ASSIGNMENT – 2
Q1: Given the following fragment:
Loop: L.D F0, 0(R1)
MUL.D F3, F0, F2
DIV.D F4, F0, F5
ADD.D F6, F3, F7
DADDUI R1, R1, #-8
BEQ R1, R2, Loop
Assume that the branch is taken 10 times (i.e., R1 does not equal R2 until 10 iterations are done).
Assume that MUL.D takes 6 execute cycles, DIV.D takes 10 cycles, ADD.D takes 2 cycles, DADDUI takes 1 cycle and the branch has a delay of 2 slots. Assume that there are no structural hazards, i.e., there are as many functional units as required to issue the instructions and start executing as soon as the operands are available. It is possible that multiple instructions may proceed to execution in the same cycle though more than one instruction cannot be issued in a single cycle.
Q1: Show the state of the processor when DIV.D has finished execution and is ready to write its result to the CDB for both dynamic scheduling and speculation. Primarily draw the state as shown in figures 3.10 and 3.13 (5E).

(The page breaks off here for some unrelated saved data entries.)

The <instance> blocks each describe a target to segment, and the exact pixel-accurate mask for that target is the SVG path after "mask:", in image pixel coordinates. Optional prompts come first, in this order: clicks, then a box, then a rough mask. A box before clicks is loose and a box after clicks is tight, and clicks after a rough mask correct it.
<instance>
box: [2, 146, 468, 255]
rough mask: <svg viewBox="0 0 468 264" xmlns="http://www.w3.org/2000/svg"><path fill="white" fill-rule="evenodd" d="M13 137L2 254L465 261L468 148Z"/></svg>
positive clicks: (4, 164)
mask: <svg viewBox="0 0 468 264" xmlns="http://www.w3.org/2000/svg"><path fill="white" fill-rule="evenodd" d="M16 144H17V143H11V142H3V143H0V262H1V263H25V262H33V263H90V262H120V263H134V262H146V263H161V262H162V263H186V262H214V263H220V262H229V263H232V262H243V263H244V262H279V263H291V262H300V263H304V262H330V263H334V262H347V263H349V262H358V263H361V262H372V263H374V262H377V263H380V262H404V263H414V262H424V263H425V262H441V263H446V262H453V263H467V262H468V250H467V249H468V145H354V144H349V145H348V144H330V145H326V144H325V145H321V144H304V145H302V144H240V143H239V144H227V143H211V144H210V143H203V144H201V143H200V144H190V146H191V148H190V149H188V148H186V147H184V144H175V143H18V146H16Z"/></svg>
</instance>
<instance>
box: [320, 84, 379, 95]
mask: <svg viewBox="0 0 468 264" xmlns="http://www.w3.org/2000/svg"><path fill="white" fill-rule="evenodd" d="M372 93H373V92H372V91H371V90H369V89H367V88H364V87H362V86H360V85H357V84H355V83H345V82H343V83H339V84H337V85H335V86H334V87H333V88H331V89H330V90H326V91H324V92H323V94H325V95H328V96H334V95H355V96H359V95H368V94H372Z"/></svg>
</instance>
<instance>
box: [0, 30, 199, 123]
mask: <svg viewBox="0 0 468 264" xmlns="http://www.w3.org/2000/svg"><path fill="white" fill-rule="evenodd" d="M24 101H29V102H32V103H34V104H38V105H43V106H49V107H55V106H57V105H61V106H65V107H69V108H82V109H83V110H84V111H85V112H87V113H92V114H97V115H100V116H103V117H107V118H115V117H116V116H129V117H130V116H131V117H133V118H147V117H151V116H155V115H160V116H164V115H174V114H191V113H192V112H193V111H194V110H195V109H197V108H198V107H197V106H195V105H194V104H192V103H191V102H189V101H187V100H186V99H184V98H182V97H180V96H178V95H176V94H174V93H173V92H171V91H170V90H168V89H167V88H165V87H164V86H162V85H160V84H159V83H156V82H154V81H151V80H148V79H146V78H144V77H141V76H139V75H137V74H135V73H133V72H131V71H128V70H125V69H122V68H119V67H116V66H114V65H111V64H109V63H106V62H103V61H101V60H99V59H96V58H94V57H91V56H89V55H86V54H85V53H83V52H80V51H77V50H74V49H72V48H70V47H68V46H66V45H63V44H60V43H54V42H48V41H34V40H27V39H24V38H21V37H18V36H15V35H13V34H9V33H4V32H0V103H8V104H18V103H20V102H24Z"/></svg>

Q2: For this question, assume that the processor branch instruction computes the branch target after one execution cycle and the branch condition is evaluated after 3 execution cycles. So, the total branch delay is 4 cycles (1 ID + 3 EX). Assuming that there is no branch prediction and it is a simple pipeline processor with no dynamic scheduling or speculation, what is the total number of cycles needed to execute the above loop 3 times (Show the basic pipeline timeline for one iteration). Compute the same if there is branch prediction and the branch prediction is 100% accurate with speculation. What about if a branch target buffer is also being used with the speculative processor and has a 100% hit ratio? Repeat for the branch target buffer assuming that the first time in the loop the branch PC is not found in the BTB.